A United Kingdom (PG-13) This movie popped up on a few British film critics’ top 10 lists last year, when it was released in that country. I figure homerism had more to do with it than the actual content of this dramatization of how Botswana earned its independence from the U.K. after Prince Seretse Khama (David Oyelowo) fell in love with and married a white Englishwoman named Ruth WIlliams (Rosamund Pike) in 1947, sparking an international incident. This is a great story about how an interracial romance wound up changing the map of Africa, but in the hands of director Amma Asante (Belle), the love affair blows up out of nowhere and the white British officials emerge as pantomime villains as they try to break up the couple and keep the country under heel. Oyelowo does some good work as a monarch trying to juggle political rivalries with his love life, but he can’t elevate this high-minded but overly thin affair. Also with Jack Davenport, Tom Felton, Laura Carmichael, Terry Pheto, Arnold Oceng, Jack Lowden, Vusi Kunene, and Jessica Oyelowo.
Brimstone (R) Dakota Fanning stars in this Western as a young woman being stalked by her community’s violent new preacher (Guy Pearce). Also with Kit Harington, Paul Anderson, Adrian Sparks, Emilia Jones, Ivy George, Carla Juri, and Carice van Houten.
Kedi (NR) The title is the Turkish word for “cat.” Ceyda Torun’s documentary interviews ordinary people in Istanbul about their relationship with the city’s stray cats.

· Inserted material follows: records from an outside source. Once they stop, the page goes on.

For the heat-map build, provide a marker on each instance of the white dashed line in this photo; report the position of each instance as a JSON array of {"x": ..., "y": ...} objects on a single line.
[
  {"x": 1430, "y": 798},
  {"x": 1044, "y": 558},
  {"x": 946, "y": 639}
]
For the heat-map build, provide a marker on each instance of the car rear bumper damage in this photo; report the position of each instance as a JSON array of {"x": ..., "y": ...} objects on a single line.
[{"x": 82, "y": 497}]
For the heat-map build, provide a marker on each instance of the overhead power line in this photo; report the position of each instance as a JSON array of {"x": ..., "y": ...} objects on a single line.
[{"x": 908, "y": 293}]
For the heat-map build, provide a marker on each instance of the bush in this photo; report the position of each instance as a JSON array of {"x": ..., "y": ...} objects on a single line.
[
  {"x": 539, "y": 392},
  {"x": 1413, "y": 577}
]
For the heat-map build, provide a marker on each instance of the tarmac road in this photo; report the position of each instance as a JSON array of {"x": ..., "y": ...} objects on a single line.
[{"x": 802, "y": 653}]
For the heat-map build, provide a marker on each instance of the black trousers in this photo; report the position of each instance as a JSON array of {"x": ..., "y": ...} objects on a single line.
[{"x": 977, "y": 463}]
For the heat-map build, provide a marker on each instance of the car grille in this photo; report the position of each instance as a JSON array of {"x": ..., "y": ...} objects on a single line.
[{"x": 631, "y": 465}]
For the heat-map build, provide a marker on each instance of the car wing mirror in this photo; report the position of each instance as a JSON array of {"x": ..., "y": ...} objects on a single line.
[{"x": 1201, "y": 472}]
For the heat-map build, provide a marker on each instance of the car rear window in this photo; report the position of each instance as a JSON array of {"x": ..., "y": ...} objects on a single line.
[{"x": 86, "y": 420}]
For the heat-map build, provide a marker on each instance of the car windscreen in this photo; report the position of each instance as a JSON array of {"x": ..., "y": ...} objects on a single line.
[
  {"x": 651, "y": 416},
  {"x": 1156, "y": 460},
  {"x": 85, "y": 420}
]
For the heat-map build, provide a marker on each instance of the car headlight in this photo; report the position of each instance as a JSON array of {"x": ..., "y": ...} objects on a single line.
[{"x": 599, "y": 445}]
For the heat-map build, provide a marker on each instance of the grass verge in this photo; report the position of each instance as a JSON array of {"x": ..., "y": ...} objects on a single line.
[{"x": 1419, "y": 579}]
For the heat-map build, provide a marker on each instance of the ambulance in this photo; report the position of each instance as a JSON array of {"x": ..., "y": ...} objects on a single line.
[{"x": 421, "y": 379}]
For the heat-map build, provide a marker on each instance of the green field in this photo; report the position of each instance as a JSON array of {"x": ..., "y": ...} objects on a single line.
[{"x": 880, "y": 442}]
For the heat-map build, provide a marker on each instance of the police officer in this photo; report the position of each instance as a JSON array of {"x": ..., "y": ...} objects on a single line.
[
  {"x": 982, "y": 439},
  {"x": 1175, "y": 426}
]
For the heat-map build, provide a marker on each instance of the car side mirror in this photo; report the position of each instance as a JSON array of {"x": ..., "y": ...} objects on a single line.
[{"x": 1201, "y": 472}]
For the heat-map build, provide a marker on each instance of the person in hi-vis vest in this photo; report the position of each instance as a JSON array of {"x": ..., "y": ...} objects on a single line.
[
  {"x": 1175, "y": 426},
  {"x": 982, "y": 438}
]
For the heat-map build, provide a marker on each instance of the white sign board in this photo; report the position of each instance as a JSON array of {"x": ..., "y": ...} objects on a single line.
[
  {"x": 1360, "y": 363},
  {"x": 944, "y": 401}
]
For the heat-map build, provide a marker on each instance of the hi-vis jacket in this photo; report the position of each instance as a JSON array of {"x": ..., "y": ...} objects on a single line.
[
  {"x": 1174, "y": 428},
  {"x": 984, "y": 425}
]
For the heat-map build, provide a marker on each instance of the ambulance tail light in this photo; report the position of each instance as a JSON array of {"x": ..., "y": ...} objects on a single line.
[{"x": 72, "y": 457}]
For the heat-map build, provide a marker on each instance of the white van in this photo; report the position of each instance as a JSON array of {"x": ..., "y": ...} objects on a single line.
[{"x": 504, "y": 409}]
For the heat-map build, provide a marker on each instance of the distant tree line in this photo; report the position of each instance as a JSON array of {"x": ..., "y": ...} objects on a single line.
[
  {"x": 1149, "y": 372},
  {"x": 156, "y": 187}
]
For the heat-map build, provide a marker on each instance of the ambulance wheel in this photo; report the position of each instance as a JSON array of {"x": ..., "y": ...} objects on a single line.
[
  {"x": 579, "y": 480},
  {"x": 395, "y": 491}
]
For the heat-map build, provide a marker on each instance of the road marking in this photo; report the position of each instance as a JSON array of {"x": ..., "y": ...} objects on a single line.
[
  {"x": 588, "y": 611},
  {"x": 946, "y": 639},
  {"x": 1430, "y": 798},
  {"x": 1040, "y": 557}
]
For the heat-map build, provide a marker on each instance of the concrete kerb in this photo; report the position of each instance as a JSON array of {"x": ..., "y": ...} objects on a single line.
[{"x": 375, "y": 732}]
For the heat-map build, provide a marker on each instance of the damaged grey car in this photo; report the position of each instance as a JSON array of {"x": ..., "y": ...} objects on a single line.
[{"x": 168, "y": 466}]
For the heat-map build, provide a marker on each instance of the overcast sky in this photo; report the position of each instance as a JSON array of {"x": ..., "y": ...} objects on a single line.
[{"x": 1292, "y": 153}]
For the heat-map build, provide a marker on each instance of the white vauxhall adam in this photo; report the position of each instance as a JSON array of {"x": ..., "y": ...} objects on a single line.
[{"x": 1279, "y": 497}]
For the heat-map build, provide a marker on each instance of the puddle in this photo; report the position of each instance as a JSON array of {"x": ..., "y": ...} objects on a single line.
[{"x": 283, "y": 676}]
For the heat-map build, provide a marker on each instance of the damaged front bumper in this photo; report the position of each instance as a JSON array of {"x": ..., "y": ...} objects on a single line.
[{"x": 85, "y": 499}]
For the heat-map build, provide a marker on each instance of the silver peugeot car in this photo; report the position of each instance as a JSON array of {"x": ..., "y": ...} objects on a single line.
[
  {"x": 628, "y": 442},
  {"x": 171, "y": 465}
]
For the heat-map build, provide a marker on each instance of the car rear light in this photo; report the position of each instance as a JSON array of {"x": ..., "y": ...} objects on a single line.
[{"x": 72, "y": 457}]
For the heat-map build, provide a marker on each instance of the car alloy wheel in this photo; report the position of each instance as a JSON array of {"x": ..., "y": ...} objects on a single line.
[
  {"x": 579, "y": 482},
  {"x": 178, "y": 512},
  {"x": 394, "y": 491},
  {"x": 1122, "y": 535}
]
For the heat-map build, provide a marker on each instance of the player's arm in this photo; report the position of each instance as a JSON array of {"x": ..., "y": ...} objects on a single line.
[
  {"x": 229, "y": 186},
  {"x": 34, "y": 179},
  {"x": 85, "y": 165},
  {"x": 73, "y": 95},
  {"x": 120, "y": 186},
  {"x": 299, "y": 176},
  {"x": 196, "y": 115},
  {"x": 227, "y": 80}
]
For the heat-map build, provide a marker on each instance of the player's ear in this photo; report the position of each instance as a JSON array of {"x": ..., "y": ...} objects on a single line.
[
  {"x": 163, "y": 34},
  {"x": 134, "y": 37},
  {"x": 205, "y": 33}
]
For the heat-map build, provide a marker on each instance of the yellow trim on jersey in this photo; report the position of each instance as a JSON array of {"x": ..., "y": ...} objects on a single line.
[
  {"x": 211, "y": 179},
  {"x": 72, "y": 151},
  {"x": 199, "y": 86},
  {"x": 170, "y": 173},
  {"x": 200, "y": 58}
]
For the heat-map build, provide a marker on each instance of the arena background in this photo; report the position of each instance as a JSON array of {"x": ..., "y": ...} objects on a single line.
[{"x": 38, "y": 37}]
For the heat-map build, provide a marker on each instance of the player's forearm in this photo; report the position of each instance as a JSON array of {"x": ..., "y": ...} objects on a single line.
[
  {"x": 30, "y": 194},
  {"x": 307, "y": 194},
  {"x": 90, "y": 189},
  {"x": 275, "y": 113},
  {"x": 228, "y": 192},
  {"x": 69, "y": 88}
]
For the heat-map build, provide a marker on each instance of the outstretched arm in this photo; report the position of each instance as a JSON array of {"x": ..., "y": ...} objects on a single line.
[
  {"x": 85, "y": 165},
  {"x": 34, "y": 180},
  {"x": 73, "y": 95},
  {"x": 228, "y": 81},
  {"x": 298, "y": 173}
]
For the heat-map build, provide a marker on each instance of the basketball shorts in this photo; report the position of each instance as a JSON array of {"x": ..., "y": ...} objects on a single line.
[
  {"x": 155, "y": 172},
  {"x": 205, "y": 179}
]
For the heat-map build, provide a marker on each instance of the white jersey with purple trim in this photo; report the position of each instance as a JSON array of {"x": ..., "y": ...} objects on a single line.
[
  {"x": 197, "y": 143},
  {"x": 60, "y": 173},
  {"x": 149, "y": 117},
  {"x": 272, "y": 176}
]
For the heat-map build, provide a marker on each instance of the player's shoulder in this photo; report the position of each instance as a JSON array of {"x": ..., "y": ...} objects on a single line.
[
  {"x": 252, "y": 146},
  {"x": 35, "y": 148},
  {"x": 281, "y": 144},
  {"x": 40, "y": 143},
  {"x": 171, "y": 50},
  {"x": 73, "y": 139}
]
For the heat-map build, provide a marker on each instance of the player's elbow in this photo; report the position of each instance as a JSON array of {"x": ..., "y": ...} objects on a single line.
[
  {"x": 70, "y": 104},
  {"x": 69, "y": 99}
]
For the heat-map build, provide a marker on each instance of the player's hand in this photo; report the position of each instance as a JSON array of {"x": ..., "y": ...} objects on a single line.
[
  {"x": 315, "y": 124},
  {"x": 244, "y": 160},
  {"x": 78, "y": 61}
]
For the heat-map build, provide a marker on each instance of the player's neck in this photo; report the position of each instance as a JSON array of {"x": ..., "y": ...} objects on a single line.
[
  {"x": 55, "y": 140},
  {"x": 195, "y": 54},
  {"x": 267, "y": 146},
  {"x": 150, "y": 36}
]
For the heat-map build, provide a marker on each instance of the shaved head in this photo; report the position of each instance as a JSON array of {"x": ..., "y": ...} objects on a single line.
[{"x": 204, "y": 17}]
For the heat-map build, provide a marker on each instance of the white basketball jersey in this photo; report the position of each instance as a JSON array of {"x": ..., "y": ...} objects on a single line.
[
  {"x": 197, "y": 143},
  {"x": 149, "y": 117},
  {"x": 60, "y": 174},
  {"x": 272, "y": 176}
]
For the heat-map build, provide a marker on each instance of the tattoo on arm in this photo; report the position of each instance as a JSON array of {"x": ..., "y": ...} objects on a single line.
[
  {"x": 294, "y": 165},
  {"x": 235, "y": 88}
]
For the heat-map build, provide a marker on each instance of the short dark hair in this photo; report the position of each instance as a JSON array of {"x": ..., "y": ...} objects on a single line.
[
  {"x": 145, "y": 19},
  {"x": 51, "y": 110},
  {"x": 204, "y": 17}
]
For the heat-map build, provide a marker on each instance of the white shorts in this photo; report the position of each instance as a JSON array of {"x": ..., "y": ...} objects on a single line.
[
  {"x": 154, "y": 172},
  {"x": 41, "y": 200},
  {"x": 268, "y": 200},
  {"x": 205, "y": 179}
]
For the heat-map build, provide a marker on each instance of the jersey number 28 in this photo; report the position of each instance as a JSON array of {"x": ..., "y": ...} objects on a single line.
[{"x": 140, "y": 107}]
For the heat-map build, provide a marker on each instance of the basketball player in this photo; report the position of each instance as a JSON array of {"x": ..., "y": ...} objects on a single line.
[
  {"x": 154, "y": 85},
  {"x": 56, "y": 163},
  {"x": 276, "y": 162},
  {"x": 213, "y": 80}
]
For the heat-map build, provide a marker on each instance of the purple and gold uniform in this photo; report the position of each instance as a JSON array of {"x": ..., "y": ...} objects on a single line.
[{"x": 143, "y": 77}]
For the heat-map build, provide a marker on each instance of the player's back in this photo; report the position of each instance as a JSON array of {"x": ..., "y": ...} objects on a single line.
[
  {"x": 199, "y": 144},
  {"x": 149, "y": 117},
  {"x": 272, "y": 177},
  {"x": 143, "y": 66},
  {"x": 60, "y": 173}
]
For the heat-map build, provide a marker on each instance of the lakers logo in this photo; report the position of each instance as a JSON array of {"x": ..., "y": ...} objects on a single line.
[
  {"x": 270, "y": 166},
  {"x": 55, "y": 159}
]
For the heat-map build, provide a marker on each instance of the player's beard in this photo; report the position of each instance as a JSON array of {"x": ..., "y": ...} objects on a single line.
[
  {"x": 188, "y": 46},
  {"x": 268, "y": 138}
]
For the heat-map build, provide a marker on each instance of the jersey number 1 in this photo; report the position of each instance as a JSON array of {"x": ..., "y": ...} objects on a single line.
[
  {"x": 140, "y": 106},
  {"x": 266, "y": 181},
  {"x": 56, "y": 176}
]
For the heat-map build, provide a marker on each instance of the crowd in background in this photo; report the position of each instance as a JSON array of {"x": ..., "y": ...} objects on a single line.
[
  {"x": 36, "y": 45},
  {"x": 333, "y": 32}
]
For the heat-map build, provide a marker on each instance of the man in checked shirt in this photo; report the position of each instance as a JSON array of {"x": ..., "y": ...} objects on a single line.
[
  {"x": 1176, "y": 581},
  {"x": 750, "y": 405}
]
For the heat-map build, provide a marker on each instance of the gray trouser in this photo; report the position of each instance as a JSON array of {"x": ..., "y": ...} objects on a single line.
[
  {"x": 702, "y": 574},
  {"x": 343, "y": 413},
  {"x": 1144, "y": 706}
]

Land of Mine (R) Nominated for the Best Foreign Film Oscar, Martin Zandvliet’s post-World War II drama stars Roland Møller as a Danish sergeant who oversees a group of German P.O.W.’s who are forced to work as minesweepers on a Danish beach. Also with Louis Hofmann, Joel Basman, Mikkel Boe Følsgaard, Oskar Bökelsmann, Mads Riisom, Laura Bro, and Zoe Zandvliet.
The Last Word (R) Shirley MacLaine stars in this dramedy as an elderly control freak who hires a young journalist (Amanda Seyfried) to write her obituary in advance. Also with Ann’Jewel Lee, Thomas Sadoski, Philip Baker Hall, Gedde Watanabe, Tom Everett Scott, Yvette Freeman, Steven Culp, Todd Louiso, and Anne Heche.